No matter how do you manage to show boxes from one CPT in the post edit page of another CPT, is possible that the saving routine checks the post type before saving post meta in it.

In that case, metaboxes from the other CPT, even if showed, will not be saved and you'll probably need to write another saving routine, if you have no access on the original one.

1
  • this is the best answer for a question that doesn't really have one. for some reason I felt this was easier to accomplish but it appears I was wrong. thanks for outlining this.
    – Norcross
    Commented Jun 19, 2015 at 3:36
0

Create an additional metabox (checkbox, I'm thinking) that provides the option to create an 'edit' post type from this post. For the sake of this code, we'll call it 'transfer_data'.

Change the value of $post_type to the post type of the original post that we will be retrieving the data from.

I've added the functionality to save the original post ID intoback a meta value for the 'edit' post type. In order to save the 'edit' metaboxes to the original post, you should be able to use that value and this function ( with update_post_meta() instead, of course) to reverse engineer another function to hook into.

function create_edit_page($data){
    $post_type = 'the_post_type_to_work_with';
    // Grab this post's ID
    $orig_id = $_POST['post_ID'];
    // Grab the value of the 'transfer_data' field
    $is_transfer_val = get_post_meta( $orig_id, 'transfer_data');
    if($data['post_type'] == $post_type && $is_transfer_val == TRUE && 
            isset($data['guid']) && strlen($data['guid'])>0 ){

        $post_id = wp_insert_post(
          array(
            'comment_status'  => 'closed',
            'ping_status'   => 'closed',
            'post_author'   => $data['post_author'],
            'post_name'   => $slug,
                'post_content'  =>  $data['post_content'],
            'post_title'    => $data['post_title'],
            'post_status'   => 'publish',
                // The custom post type 'editing'
            'post_type'   => 'editing'
          )
        );

        // create the meta fields
        $all_meta_boxes = get_post_meta( $orig_id );
        if(isset( $all_meta_boxes ) && is_array( $all_meta_boxes )){
            foreach($all_meta_boxes as $metakey => $metavalue){
                add_post_meta($post_id, $metakey, $metavalue);
            }
        }
        // add a meta field that points to original post (for editing purposes, etc.)
        add_post_meta($post_id, 'original_post_id', $orig_id);

        // If you want to redirect the user after saving use the filter below
        // add_filter('redirect_post_location', 'my_post_redirect_filter', '99');

        return $data;
    }
    return $data;
}
add_action( 'wp_insert_post', 'create_edit_page', '99' );
// Or, call BEFORE updating the database with below action
//add_action( 'wp_insert_post_data', 'create_edit_page', '99' );
1
  • not quite what I had in mind. the issue I'm trying to solve is the actual display of the meta boxes.
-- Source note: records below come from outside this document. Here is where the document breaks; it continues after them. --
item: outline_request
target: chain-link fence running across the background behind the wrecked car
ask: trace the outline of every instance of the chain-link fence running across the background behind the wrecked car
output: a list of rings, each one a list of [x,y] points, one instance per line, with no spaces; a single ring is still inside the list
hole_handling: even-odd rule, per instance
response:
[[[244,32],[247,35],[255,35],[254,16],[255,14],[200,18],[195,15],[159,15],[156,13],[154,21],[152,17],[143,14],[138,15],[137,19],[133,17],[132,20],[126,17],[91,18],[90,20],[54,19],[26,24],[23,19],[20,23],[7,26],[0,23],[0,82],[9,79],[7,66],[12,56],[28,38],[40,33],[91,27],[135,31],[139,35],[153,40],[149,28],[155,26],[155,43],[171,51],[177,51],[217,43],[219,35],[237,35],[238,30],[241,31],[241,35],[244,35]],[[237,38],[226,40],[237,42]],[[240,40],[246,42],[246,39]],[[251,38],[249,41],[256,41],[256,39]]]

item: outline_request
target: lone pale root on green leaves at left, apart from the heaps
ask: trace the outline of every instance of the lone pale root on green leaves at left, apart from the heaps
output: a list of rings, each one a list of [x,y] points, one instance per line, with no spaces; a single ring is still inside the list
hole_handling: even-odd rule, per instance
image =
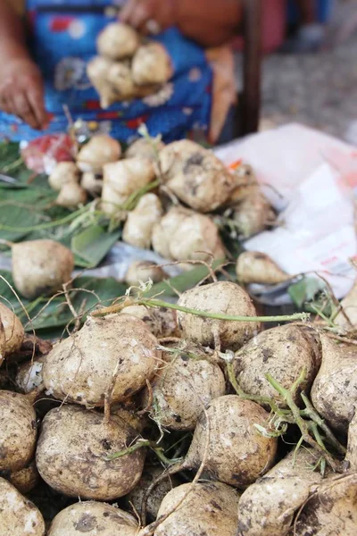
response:
[[[29,240],[12,246],[12,278],[22,296],[49,296],[71,280],[71,249],[54,240]]]

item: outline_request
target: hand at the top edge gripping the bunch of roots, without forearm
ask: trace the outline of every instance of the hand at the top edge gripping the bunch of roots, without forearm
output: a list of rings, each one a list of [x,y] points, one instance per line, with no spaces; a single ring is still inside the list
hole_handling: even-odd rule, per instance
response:
[[[158,33],[175,26],[177,18],[178,0],[129,0],[120,13],[120,21],[142,33]]]

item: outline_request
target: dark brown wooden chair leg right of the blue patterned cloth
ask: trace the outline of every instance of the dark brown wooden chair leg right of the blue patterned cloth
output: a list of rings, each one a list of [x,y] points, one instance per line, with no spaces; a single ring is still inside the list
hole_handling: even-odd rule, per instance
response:
[[[235,138],[258,130],[262,80],[262,0],[242,0],[243,91],[238,96]]]

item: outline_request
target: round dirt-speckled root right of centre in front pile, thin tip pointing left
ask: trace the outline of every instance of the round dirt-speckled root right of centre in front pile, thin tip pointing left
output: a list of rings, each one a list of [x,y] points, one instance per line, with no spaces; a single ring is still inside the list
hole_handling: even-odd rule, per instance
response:
[[[270,415],[262,406],[227,395],[212,400],[207,416],[209,428],[204,413],[198,419],[187,467],[198,468],[202,463],[210,430],[204,468],[212,478],[243,488],[269,471],[277,453],[277,439],[264,437],[256,428],[269,426]]]

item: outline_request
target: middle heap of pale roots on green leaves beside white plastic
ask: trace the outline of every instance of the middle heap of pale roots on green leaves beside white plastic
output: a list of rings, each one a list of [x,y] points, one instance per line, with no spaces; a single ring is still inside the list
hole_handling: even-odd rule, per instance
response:
[[[72,208],[94,196],[93,214],[121,225],[124,242],[153,248],[182,269],[227,258],[222,230],[247,239],[276,219],[249,166],[228,169],[189,140],[164,146],[145,136],[122,154],[117,141],[96,135],[76,162],[57,164],[49,184],[59,191],[58,205]]]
Will update question to clarify.
    – Norcross
    Commented Jun 18, 2015 at 19:16
0

I will make no claim this is reliable, but this is about how far I got:

add_action( 'add_meta_boxes', function () {
    global $wp_meta_boxes;

    foreach ( $wp_meta_boxes['steal-from'] as $context => $priorities ) {

        foreach ( $priorities as $priority => $boxes ) {

            if ( ! isset( $wp_meta_boxes['metabox-stealer'][ $context ] ) ) {
                $wp_meta_boxes['metabox-stealer'][ $context ] = [ ];
            }

            if ( ! isset( $wp_meta_boxes['metabox-stealer'][ $context ][ $priority ] ) ) {
                $wp_meta_boxes['metabox-stealer'][ $context ][ $priority ] = [ ];
            }

            $wp_meta_boxes['metabox-stealer'][ $context ][ $priority ] = array_merge(
                $wp_meta_boxes['metabox-stealer'][ $context ][ $priority ],
                $boxes
            );
        }
    }
}, 11 );

Where steal-from and metabox-stealer are post types to operate on.

1
  • 1
    hmm...no dice on this either. it appears as though the metaboxes in the global aren't available when you're on a separate post type
    – Norcross
    Commented Jun 18, 2015 at 23:13
0

This will insert the metaboxes manually in close enough locations to where the meta boxes should go. The problem is that they'll be inserted before the standard mboxes for that post type.

I'm sure you could hack with it more if necessary but this at least gets the basics of what you need.

function monkey_advanced_meta_boxes() {
    $post = get_post( 2457 );
    do_meta_boxes( 'post_type_to_take_mboxes_from', 'normal', $post );
    do_meta_boxes( 'post_type_to_take_mboxes_from', 'advanced', $post );
}
add_action( 'edit_form_advanced', 'monkey_advanced_meta_boxes' );

function monkey_sidebar_meta_boxes() {
    $post = get_post( 2457 );
    do_meta_boxes( 'post_type_to_take_mboxes_from', 'side', $post );
}
add_action( 'submitpost_box', 'monkey_sidebar_meta_boxes' );

Of course you will need to check the screen->id and make sure you're adding the mboxes to the correct screen. This also won't register meta boxes the same so things like removing them from screen options won't work.


UPDATE: After thinking about this a bit it looks like this isn't as easy as I've described above. I'm assuming you'll want to have the meta boxes save the meta which you may have to do manually if the original save action is checking the post_type (which it should) and then there's the issue of the meta box not being compatible.

I figure there's gotta be a way around this like I originally mentioned with modifying the global variable. 😏

1
  • in this example, what is the post type of the ID used in the get_post portion?